If your application can afford to have one cut-off day late, then you can have a nightly scheduled job to run an SSIS package that will consolidate all 150+ tables into one single huge table. Since the freshness of the results of the queries against that huge table will then be 1 'date' late, this solution will not include any rows that recently been loaded.
You can actually time the running of this package. If it is still amazingly fast, say within 30 minutes, then you can bet to run it in every few hours, like during: the start of work day, lunch break, and end of day. This way you can have a nearly fresh data to query with.
Write a partitioned view including table names?
SELECT 'TableName', t.* FROM TableName t
UNION ALL
SELECT 'TableName2', t.* FROM TableName2 t
Then write a single instead of trigger which uses dynamic SQL for writing (less testing involved with that use of dynamic SQL because you'd just write the simple CRUD operations once for all tables I'd think)
I would not do this with SQL. What you are describing sounds like a traditional ETL situation.

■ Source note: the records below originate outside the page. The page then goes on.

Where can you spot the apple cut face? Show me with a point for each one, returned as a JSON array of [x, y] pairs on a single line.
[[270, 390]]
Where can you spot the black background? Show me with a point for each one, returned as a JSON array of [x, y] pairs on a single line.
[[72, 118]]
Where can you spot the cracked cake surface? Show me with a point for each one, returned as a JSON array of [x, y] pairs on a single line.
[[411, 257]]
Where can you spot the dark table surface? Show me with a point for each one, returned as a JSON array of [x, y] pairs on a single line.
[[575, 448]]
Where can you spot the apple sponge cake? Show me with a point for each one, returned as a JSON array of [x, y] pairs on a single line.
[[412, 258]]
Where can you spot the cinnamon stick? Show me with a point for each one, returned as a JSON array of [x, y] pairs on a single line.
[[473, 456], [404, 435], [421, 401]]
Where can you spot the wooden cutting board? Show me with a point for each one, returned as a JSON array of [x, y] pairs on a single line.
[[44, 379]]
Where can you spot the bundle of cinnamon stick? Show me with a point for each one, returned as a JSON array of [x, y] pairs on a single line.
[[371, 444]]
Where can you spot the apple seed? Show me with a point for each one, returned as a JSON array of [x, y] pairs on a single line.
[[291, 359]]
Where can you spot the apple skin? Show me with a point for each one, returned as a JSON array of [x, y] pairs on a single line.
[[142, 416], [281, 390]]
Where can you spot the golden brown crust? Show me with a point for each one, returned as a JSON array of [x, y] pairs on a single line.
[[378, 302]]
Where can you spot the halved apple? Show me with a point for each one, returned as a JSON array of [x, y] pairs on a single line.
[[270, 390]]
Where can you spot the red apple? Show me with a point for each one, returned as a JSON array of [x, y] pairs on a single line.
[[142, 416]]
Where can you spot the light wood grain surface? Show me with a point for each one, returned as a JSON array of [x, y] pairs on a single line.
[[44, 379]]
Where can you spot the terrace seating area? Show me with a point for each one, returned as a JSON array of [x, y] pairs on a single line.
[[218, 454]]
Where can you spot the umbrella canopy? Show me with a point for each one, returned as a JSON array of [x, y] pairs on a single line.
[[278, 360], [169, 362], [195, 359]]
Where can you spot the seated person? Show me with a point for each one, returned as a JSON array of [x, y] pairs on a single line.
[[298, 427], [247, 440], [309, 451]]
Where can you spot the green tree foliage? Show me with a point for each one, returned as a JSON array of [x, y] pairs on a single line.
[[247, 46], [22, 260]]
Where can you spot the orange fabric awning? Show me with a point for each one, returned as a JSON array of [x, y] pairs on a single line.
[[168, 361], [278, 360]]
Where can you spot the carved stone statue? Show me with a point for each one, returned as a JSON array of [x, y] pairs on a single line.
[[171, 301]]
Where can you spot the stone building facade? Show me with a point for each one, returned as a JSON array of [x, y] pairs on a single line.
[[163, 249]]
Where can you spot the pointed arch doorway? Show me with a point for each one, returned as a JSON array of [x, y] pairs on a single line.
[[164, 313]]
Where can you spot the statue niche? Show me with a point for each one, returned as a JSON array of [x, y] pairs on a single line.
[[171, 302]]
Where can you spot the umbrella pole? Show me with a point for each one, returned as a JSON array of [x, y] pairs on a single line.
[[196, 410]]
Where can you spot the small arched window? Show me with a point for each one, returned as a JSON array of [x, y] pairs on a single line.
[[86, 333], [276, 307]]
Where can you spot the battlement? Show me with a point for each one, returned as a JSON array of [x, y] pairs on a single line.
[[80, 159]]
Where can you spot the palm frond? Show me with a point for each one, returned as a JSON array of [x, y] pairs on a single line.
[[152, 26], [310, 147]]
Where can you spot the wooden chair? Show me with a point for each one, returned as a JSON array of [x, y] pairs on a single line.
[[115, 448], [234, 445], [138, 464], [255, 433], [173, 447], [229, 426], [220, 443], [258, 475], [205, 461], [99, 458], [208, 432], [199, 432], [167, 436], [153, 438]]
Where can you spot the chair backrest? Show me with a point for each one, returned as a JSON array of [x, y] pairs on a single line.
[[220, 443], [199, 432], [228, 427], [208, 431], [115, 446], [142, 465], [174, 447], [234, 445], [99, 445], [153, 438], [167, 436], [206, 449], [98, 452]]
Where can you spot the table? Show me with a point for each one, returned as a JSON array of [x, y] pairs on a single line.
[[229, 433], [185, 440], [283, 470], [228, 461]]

Since all of the customer tables are the same, I would create a table in the data warehouse with all the columns from the client table, a surrogate key column, and a type identifier. You have an option to create a "staging" table here that will only have data in it during the ETL process, or just working on a single "live" table. I would create the staging table.
Then within SSIS package (don't worry you can still schedule from SQL Server agent, it hasn't totally left the DB server), start the ETL process...
E(xtract): copy the data from your source into the staging table in the data warehouse. You most likely want to use a sub-package within a foreach loop and changing the name of the table that you want to process from an external store (most people would say put this in the warehouse, but its up to you).
T(ransform): run the calculations/checks you were talking about, but do it on the whole set...
L(oad): Copy it to your real within the data warehouse.
There are a couple things I would NOT do.
1. Modify the data in the source table.
2. Try to do this in t-sql. Its just not what tsql is good at.
If you need more detail on this approach, I would probably ask the question with some Business Intelligence tags. I'll be traveling for the next week or so, but I will try to look at the comments to clear anything up if you need me to.
I am fairly certain that the standard way to solve this is using dynamic SQL in each sp (your option 2), which has already been ruled out.
Your goal is to make generic, multi-table SQL. I don't see how you intend to accomplish that without sacrificing some efficiency and readability.